The ability to study genomes from a global perspective provides unprecedented challenges and opportunities. The challenges include identifying a minimal viable genome [61,85] and developing a ``periodic table of genes'' [67,68]. An equally provocative goal is to catalog all genes in a model plant genome and their functions by 2010 AD [7,31]. To synthesize a coherent understanding of this information, biologists can apply a ``systems view of biology'' [7,131] or biological complexity as the evolution of a complex adaptive system that emerged from interactions among many different individuals [35], and resulted in irreversible evolutionary transitions [78]. At another level (mundane but pragmatic), biologists can deploy computational methods to analyze the volumes of data that result from high-throughput technologies, and facilitate the design of laboratory experiments [6,131].
Making sense of biocomplexity suggests distinct challenges. To understand how organisms interact with and discriminate between beneficial and antagonistic symbionts, the challenge is to understand the biochemical function of newly-sequenced genes. To consider how coevolution results in interdependent species interactions requires understanding the molecular evolutionary processes that produced them. The ultimate goal is synthetic: to understand better the mechanisms of interactions between symbionts as a result of coevolutionary adaptation [91,116].
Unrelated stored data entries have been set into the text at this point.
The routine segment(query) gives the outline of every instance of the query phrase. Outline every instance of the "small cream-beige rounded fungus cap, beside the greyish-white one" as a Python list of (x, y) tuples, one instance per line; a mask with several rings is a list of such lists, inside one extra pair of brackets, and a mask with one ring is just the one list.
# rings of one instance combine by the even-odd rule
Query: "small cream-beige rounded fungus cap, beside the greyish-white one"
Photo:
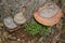
[(24, 24), (26, 22), (26, 18), (24, 17), (23, 13), (17, 13), (14, 16), (14, 22), (18, 25)]

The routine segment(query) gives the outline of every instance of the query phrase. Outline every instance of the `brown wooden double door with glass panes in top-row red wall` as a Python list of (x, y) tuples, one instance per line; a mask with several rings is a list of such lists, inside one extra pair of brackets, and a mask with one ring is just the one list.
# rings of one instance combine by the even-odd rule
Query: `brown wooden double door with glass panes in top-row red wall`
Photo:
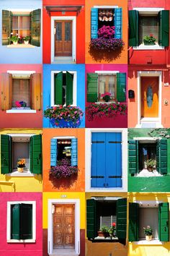
[(72, 21), (55, 21), (55, 56), (72, 56)]

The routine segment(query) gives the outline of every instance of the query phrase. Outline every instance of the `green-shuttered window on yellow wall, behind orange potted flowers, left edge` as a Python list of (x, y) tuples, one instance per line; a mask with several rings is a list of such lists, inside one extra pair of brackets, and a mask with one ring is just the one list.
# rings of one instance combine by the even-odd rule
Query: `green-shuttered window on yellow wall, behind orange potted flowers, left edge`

This contribution develops and tests several techniques to interpret data obtained from expressed sequence tag (EST) sequencing experiments, and thus relieve the analytic bottleneck associated with high-throughput sequencing and expression array technologies. The focus is on the mutualistic association between Medicago truncatula, a model legume [33], and an endosymbiont, the arbuscular mycorrhizal (AM) Zygomycete fungi from the order Glomales [3,63,97].